This cleans up the constructor methods for the OpenCL wrapper
classes and unifies the API used for creating a wrapper class
object from the underlying OpenCL objects.
Now, every wrapper class has a constructor taking the OpenCL
object and an optional boolean retain parameter which indicates
whether the constructor should increment the reference count.
This updates the constructors for the image2d and image3d
classes to use the new clCreateImage() function instead of
the deprecated clCreateImage2D/3D() functions.
This changes the enqueue_marker() method in the command_queue
class to use clEnqueueMarkerWithWaitList() instead of the
deprecated clEnqueueMarker() function when compiling with
OpenCL 1.2.
This changes the enqueue_barrier() method in the command_queue
class to use clEnqueueBarrierWithWaitList() instead of the
deprecated clEnqueueBarrier() function when compiling with
OpenCL 1.2.
This remove the enqueue_wait_for_event() method from the
command_queue class as the clEnqueueWaitForEvents() function
has been deprecated in OpenCL 1.2.
This moves the unload_compiler() method from the system class
to the platform class. Also changes the method to use the
clUnloadPlatformCompiler() function instead of the deprecated
clUnloadCompiler() when compiling with OpenCL 1.2.
This moves the get_extension_function_address() method from
the system class to the platform class. Also changes the method
to use the clGetExtensionFunctionAddressForPlatform() function
instead of the deprecated clGetExtensionFunctionAddress() when
compiling with OpenCL 1.2.
This fixes a bug in the move-constuctor for the vector<T>
class.
Previously, the moved-from object was also deallocating the
memory buffer leading to an error when the moved-to object
attempted to use it. Now, the constructor checks if the buffer
is non-empty before deallocating it.
This removes support for cl_half (typedef'd to half_).
The issue is that the cl_half type is indistinguishable
from the cl_ushort type (both are typedefs for uint16_t)
which caused the cl_khr_fp16 pragma to be injected into
kernels using cl_ushort which causes errors on platforms
that do not support the cl_khr_fp16 extension.
This fixes a bug in the event_profiling test case in the
command_queue test. On AMD platforms, the event object
returned from clEnqueueMarker() has no profiling information
associated with it and returns an error code when accessed.

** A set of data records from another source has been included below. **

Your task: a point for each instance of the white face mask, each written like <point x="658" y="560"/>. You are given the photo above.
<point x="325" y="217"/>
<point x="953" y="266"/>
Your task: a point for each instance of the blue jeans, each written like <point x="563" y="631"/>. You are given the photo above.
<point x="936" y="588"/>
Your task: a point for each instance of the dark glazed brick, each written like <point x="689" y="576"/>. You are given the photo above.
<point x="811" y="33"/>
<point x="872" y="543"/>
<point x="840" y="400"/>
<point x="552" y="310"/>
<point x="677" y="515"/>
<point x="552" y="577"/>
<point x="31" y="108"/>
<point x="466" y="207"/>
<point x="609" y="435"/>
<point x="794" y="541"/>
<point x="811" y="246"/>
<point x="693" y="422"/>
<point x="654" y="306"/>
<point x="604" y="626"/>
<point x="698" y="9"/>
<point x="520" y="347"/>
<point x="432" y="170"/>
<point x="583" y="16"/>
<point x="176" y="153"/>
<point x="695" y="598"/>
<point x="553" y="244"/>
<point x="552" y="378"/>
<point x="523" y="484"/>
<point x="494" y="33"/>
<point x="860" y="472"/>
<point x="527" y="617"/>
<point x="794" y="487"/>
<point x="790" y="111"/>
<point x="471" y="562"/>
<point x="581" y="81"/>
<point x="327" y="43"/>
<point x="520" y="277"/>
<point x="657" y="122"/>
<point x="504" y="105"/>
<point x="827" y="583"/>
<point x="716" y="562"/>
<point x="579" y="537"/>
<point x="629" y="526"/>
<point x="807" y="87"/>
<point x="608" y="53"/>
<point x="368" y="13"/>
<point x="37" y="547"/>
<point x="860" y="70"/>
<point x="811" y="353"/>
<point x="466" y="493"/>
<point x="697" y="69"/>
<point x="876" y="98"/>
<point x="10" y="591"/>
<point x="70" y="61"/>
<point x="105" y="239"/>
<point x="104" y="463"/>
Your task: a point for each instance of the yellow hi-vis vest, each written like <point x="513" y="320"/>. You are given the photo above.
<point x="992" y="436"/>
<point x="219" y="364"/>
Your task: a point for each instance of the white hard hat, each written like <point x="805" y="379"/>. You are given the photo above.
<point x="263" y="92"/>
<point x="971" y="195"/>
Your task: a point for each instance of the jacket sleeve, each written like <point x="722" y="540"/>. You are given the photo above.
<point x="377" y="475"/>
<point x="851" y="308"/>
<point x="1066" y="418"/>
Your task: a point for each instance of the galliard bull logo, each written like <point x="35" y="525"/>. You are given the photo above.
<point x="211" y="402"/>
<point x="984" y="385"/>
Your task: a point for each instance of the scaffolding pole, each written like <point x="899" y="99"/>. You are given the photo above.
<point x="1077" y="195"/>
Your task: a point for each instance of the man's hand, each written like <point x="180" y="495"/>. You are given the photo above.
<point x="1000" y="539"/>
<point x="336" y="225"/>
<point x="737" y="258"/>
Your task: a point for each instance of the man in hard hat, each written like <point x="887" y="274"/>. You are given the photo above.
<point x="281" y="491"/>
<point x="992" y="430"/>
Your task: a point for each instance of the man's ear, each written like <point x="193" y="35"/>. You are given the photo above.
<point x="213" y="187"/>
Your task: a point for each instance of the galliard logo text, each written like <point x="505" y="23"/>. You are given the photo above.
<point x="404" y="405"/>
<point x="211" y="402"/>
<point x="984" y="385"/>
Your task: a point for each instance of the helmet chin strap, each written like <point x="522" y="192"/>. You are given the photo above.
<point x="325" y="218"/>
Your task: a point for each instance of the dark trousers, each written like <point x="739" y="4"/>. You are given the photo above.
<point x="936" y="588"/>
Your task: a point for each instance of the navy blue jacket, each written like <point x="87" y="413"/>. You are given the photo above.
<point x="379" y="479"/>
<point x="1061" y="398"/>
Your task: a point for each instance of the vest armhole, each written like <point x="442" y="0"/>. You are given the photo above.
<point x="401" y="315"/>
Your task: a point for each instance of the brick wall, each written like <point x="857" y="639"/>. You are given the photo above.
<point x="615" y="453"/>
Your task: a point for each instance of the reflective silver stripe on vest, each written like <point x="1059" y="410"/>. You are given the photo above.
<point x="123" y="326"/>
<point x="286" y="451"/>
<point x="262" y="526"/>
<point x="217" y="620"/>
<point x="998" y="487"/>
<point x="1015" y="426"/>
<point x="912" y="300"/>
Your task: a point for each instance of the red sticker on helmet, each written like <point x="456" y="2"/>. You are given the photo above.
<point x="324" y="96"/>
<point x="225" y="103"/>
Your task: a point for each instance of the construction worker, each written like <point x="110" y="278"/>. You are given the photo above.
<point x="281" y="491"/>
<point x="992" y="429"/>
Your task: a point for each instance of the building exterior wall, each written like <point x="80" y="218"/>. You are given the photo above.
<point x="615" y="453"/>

Now, profiling information for a simple write to a device
buffer is checked instead.
This adds a new set of methods to the device class allowing
device objects to be partitioned into multiple sub-devices
using the clCreateSubDevices() function.
For now, device partitioning is only supported on systems
with OpenCL version 1.2 (or later).
This adds support for returning a std::vector<T> from the
various get_info<T>() methods. This provides a simpler
interface to get the values in an array returned from one
of the clGet*Info() functions.
This also adds a test using the new API to get the maximum
work item sizes in each dimension for a device.
This fixes a bug in the test for inplace_reduce() in which
the vector was being filled with data from two different
command queues leaving the data in an undefined state.
This fixes a bug in which the remove_if() function would overwrite
parts of the input before they were properly copied to the output
range. This is fixed by first copying the input values to a temporary
vector and then passing that as the input range to copy_if().
This fixes a bug in which the Intel OpenCL compiler would
fail to compile the count_if() and find_if() kernels for
vector types with the following error:
error: no matching function for call to 'all'
note: candidate function not viable: 1st argument ('__global int4')
is in address space 16776960, but parameter must be in address space 0
This is caused when the predicate compares a value from the input
buffer (in the global memory space) to a literal value (in the
private memory space).
This is fixed by first reading the value into a local variable in
the private memory space and then calling the predicate function.
This removes the check for local_memory_size in test_kernel. The
local memory size differs between platforms and some (e.g. Intel)
don't report any local memory usage.
This fixes a bug in which the fill() algorithm was called by
scan_impl() with an integer zero rather than zero of the value
type which caused issues when using scan() with vector values.
This adds a new method which allows for type definitions and
type pragmas to be added to a meta_kernel.
This provides a more generic and general interface and replaces
the previously used add_pair_type() method along with the special
case handling of half and double types.
This fixes the check for the local memory size in the
get_work_group_info kernel test.
While the kernel only allocates 16 float's, some platforms
will use more local memory. This changes the test to check
for at least 16 float's worth of local memory.
This fixes a bug in which certain platforms would return
CL_INVALID_VALUE from clCreateProgramWithBinary() if the
binary_status argument was not provided.
This removes the default type_name_trait::value() function
implementation.
Previously, the default implementation would return a null
pointer leading to run-time errors if a type name was not
provided. Now, a compile-time error will occur if type_name()
is called for an unknown type.
This adds a test for the sort() method which sorts a container
of 3D vectors by their length. This uses a lambda expression to
generate the compare function for the sort() algorithm.